Canada has one of the highest immigration rates per capita in the world and hosts one of the largest communities of Somalis outside of Somalia. However, a study done on Canada’s 2011 election showed multiculturalism has not been fully reflected  in terms of racial diversity. Only 28 members, a merely 9.1% of the chamber’s membership of 308 in 2011, were identified as minority representatives.

This year, the total number of elected lawmakers, described as non-British or non-French were 46—13.6% of the total of 338 seats in 2015.

Somalis are often described as one of the most disenfranchised and insular immigrant communities across the globe. In many cases they have found it particularly difficult to integrate into the countries to with they’ve immigrated from their war-torn country.

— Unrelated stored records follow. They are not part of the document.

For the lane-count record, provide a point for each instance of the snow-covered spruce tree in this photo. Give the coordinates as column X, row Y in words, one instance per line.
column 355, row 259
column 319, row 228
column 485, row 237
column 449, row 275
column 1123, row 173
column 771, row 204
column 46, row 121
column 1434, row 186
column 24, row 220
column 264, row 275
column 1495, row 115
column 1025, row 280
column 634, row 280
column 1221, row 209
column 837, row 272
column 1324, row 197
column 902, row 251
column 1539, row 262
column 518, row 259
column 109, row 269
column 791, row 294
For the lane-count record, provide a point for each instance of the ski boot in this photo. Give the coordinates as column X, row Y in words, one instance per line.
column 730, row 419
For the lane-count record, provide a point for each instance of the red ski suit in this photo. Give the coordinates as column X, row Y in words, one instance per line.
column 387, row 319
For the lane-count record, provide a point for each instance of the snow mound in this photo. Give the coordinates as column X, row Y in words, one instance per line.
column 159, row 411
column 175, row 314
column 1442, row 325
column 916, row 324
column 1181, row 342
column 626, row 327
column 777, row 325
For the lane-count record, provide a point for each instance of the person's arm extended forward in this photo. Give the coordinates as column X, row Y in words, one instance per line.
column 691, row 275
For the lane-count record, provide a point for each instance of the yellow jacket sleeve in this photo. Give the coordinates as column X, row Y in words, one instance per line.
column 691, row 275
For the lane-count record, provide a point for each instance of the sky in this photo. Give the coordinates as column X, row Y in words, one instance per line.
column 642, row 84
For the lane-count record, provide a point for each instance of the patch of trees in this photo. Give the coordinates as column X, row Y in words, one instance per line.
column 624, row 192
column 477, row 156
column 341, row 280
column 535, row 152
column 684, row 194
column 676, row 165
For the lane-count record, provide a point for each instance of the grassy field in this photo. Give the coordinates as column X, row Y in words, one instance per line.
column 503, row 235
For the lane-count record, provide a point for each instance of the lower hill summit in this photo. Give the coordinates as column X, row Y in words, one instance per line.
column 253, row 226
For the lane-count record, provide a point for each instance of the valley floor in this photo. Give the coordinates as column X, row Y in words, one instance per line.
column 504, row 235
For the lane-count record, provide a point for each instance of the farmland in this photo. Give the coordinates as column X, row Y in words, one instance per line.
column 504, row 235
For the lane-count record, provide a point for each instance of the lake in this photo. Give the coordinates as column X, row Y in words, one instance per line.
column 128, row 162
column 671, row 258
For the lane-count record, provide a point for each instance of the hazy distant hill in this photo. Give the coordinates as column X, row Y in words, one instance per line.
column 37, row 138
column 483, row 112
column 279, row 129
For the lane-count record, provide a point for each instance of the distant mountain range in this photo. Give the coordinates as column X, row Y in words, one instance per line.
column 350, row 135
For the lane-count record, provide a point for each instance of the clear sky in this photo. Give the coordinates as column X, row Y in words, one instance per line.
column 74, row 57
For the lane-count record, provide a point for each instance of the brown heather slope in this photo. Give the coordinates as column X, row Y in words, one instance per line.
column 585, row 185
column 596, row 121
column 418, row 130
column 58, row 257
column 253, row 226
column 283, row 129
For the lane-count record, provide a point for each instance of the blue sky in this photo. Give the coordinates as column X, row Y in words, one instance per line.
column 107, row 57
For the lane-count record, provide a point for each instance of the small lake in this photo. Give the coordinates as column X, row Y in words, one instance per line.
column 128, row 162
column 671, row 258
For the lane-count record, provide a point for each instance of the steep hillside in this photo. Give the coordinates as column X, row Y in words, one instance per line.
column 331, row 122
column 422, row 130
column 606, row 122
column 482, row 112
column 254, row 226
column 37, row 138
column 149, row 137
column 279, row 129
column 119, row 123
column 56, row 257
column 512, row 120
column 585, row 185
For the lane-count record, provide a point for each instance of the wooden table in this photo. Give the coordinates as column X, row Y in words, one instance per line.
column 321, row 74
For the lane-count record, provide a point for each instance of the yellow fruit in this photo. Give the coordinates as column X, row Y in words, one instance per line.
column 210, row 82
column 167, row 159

This is the case in Canada where they are among the poorest, despite being one of the largest African diaspora communities in Canada.

While success stories of Somali immigrants like Ahmed Hussein’s are rare in the West, It’s worth noting that Hussein’s election coincides with the rise of a new generation of politically-savvy Somali diaspora on social media.

Many Somalis have termed the 2015 election, historic.

“Ahmed Hussen’s election is historic event for Somali-Canadian community in Canada. It is an achievement long overdue since Somalis …never had any voice in Canadian politics despite their highly visible presence in the country,” said Ismael Warsame, a Toronto-based Somali journalist.

After Hussein was announced winner, social media especially Twitter went abuzz with congratulatory message with many Somalis across feeling part of the victory.

In his victory tweet, Hussein thanked the residents for voting him in.

Also running for office in the federal election were two other Canadians of Somali heritage. Abdul Abdi of conservative was going for Ottawa West Nepean while Faisal Hassan of NDP was running for Etobicoke North. However, both men have lost to Liberal candidates.